Net: one of the best pure financial plays for a new attending, especially if you are willing to consider secondary metros and exurbs.
Tennessee
- No state income tax on wages.
- Several mid‑sized metro areas (Nashville, Knoxville, Chattanooga, Memphis suburbs) with robust health systems.
- Competitive compensation, favorable malpractice environment, relatively low cost of living outside a few trendy urban cores.
- Strong presence of hospital systems that actively court early‑career physicians with bonuses and loan assistance.
Net: ideal for physicians who want a Southeast location without the worst malpractice or payor‑mix issues of some neighboring states.
Ohio / Indiana / Wisconsin Cluster
- Solid compensation with lower COL; you frequently see real income equal to or better than Texas once housing is factored in.
- Reasonable tax rates, no insane housing bubbles in most metro areas.
- Multiple academic centers and a dense network of community hospitals and large multispecialty groups.
- Malpractice climates that are manageable, with Indiana and Wisconsin particularly favorable.
Net: these states are the unglamorous workhorses of early‑career physician success. If you want to erase debt and build stability fast, they deserve more attention than they get.
To visualize the tradeoff between nominal salary and cost of living, look at a stylized purchasing‑power comparison:
| Category | Value |
|---|---|
| California | 70 |
| New York | 72 |
| Massachusetts | 75 |
| Texas | 95 |
| Tennessee | 98 |
| Ohio | 92 |
| Indiana | 93 |
| Wisconsin | 91 |
Index 100 = reference “ideal” scenario. Again, approximate but directionally correct: many so‑called prestige states are quietly costing young physicians 20–30% of their real income.
How to Use This Data for Your Own Transition
You are not an average. You are one person with a specific specialty, family situation, and risk tolerance. But the framework scales.
A practical workflow:
| Step | Description |
|---|---|
| Step 1 | Identify 3-5 target regions |
| Step 2 | Gather salary and COL data |
| Step 3 | Estimate after-tax real income |
| Step 4 | Assess job market depth |
| Step 5 | Evaluate burnout and malpractice climate |
| Step 6 | Prioritize high real income states |
| Step 7 | Balance with lifestyle/geography |
| Step 8 | Shortlist 3-4 states |
| Step 9 | Apply and compare concrete offers |
| Step 10 | Debt payoff priority high? |
You do not need perfection. You do need:
- A clear sense of your debt strategy.
- A realistic understanding of how much cost of living will eat your raise.
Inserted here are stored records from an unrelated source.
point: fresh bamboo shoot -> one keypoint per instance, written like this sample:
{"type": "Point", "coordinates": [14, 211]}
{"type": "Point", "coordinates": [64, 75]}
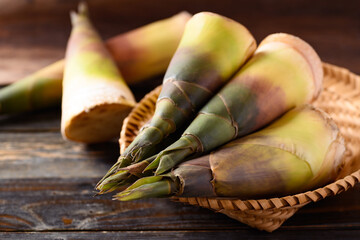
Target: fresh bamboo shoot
{"type": "Point", "coordinates": [95, 99]}
{"type": "Point", "coordinates": [300, 151]}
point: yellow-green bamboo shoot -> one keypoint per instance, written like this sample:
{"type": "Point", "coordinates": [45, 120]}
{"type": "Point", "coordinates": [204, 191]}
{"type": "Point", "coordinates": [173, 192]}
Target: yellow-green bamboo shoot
{"type": "Point", "coordinates": [96, 98]}
{"type": "Point", "coordinates": [300, 151]}
{"type": "Point", "coordinates": [140, 54]}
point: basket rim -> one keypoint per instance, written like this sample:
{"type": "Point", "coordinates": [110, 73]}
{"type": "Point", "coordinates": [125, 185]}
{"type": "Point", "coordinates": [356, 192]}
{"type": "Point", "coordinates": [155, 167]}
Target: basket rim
{"type": "Point", "coordinates": [288, 201]}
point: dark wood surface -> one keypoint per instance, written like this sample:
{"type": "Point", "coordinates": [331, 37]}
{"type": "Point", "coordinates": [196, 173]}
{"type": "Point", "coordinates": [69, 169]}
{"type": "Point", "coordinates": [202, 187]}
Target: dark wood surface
{"type": "Point", "coordinates": [46, 183]}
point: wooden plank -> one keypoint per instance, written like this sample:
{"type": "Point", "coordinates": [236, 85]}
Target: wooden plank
{"type": "Point", "coordinates": [194, 235]}
{"type": "Point", "coordinates": [46, 120]}
{"type": "Point", "coordinates": [52, 204]}
{"type": "Point", "coordinates": [46, 154]}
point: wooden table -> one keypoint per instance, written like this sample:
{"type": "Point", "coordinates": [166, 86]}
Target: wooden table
{"type": "Point", "coordinates": [46, 183]}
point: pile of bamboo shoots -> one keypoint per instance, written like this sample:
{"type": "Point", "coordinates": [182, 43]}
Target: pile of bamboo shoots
{"type": "Point", "coordinates": [232, 119]}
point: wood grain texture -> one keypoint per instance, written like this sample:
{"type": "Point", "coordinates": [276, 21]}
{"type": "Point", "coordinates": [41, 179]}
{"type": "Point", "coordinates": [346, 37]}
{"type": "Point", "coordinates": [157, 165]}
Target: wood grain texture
{"type": "Point", "coordinates": [54, 204]}
{"type": "Point", "coordinates": [38, 30]}
{"type": "Point", "coordinates": [46, 183]}
{"type": "Point", "coordinates": [195, 235]}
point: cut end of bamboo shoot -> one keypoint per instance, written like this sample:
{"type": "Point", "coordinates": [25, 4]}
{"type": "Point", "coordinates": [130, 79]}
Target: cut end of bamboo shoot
{"type": "Point", "coordinates": [99, 124]}
{"type": "Point", "coordinates": [96, 98]}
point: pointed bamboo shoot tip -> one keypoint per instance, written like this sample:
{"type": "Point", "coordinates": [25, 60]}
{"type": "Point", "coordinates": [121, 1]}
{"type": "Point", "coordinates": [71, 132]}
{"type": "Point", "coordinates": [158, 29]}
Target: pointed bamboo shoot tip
{"type": "Point", "coordinates": [83, 8]}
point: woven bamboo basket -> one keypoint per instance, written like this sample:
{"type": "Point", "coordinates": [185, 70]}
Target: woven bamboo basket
{"type": "Point", "coordinates": [340, 98]}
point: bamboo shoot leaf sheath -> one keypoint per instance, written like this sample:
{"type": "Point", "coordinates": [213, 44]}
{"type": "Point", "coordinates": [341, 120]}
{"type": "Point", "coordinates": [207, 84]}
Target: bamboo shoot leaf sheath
{"type": "Point", "coordinates": [298, 152]}
{"type": "Point", "coordinates": [211, 50]}
{"type": "Point", "coordinates": [284, 72]}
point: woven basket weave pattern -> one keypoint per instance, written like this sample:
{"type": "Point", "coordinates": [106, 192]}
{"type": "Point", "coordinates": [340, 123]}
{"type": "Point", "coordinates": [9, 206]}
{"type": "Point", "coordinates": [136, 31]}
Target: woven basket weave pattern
{"type": "Point", "coordinates": [340, 98]}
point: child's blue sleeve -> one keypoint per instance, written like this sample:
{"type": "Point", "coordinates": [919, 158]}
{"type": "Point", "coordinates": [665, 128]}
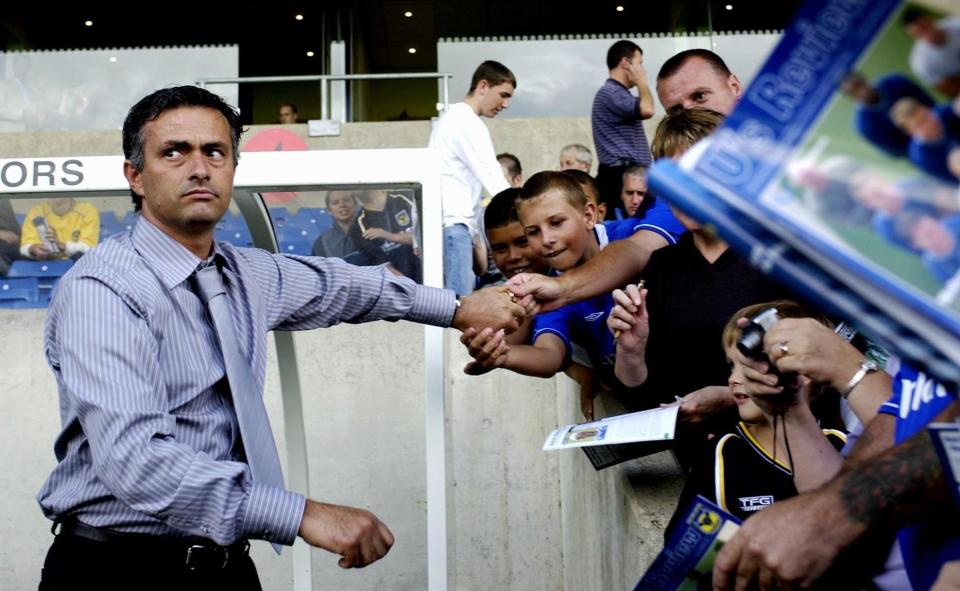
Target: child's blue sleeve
{"type": "Point", "coordinates": [556, 322]}
{"type": "Point", "coordinates": [658, 219]}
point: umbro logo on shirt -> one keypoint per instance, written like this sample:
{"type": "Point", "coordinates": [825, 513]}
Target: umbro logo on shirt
{"type": "Point", "coordinates": [748, 504]}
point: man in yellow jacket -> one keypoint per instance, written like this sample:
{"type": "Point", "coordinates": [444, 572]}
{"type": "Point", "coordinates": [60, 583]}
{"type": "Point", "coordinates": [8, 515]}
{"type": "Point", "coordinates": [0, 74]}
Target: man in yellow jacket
{"type": "Point", "coordinates": [60, 228]}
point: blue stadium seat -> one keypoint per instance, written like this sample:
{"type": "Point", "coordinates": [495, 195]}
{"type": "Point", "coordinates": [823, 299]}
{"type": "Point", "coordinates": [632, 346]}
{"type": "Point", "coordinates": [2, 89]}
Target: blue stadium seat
{"type": "Point", "coordinates": [14, 292]}
{"type": "Point", "coordinates": [314, 220]}
{"type": "Point", "coordinates": [280, 217]}
{"type": "Point", "coordinates": [237, 235]}
{"type": "Point", "coordinates": [46, 269]}
{"type": "Point", "coordinates": [296, 246]}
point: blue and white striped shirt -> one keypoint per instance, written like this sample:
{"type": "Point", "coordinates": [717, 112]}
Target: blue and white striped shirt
{"type": "Point", "coordinates": [617, 127]}
{"type": "Point", "coordinates": [150, 438]}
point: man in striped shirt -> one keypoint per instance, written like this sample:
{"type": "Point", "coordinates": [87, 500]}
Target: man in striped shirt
{"type": "Point", "coordinates": [152, 488]}
{"type": "Point", "coordinates": [617, 120]}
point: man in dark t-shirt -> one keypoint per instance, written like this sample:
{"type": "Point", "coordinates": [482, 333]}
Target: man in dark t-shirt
{"type": "Point", "coordinates": [386, 231]}
{"type": "Point", "coordinates": [337, 241]}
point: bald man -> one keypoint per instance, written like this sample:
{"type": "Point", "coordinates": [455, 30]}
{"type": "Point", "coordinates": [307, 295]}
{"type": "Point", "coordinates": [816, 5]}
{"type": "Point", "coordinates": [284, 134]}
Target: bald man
{"type": "Point", "coordinates": [696, 78]}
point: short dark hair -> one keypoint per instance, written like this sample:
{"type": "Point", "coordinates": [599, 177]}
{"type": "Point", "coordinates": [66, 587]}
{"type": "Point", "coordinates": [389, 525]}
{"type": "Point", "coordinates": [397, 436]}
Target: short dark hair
{"type": "Point", "coordinates": [513, 164]}
{"type": "Point", "coordinates": [632, 170]}
{"type": "Point", "coordinates": [619, 50]}
{"type": "Point", "coordinates": [326, 198]}
{"type": "Point", "coordinates": [673, 65]}
{"type": "Point", "coordinates": [502, 209]}
{"type": "Point", "coordinates": [150, 107]}
{"type": "Point", "coordinates": [549, 180]}
{"type": "Point", "coordinates": [494, 73]}
{"type": "Point", "coordinates": [584, 180]}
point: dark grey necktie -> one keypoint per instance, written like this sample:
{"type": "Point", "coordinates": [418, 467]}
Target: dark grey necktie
{"type": "Point", "coordinates": [255, 430]}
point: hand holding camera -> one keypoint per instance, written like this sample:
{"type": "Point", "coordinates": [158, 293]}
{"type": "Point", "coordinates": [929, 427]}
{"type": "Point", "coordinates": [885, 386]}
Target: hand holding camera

- Data on where your specialty is actually in shortage, not just where your co‑residents want to live.
Ask recruiting departments for:
- Median and 25th/75th percentile compensation for that role.
- Typical RVU expectations and actual distributions.
- Turnover rates for the position.
- Malpractice coverage details, including tail.
- Call burden and schedule structure.
Then plug it into a simple model: after‑tax income – baseline expenses – planned loan payments. Compare across states. You will be surprised how often the Midwest or South beats the coasts by six figures over a 5‑year span.
And pay attention to one last thing that does not show up on spreadsheets: exit options. States with stronger regional health systems and several metro areas (Texas, Ohio, Tennessee, Minnesota, Indiana) give you more paths to move later without leaving the state. That reduces your risk if the first job is not perfect.
The Bottom Line
Three key points.
Real income beats prestige geography. After‑tax income adjusted for cost of living is dramatically higher in states like Texas, Tennessee, Ohio, Indiana, and Wisconsin than in coastal high‑cost states, especially in the first decade of practice.
Malpractice and burnout climates are not trivial. States with physician‑friendly tort reform and sane workloads quietly protect your time, your sanity, and your long‑term earning capacity.
Your early‑career wealth trajectory is heavily state‑dependent. If you prioritize debt elimination and asset building for 5–7 years in a high‑value state, you buy optionality later—where you live, how much you work, and what kind of medicine you practice. The data strongly favors making that trade.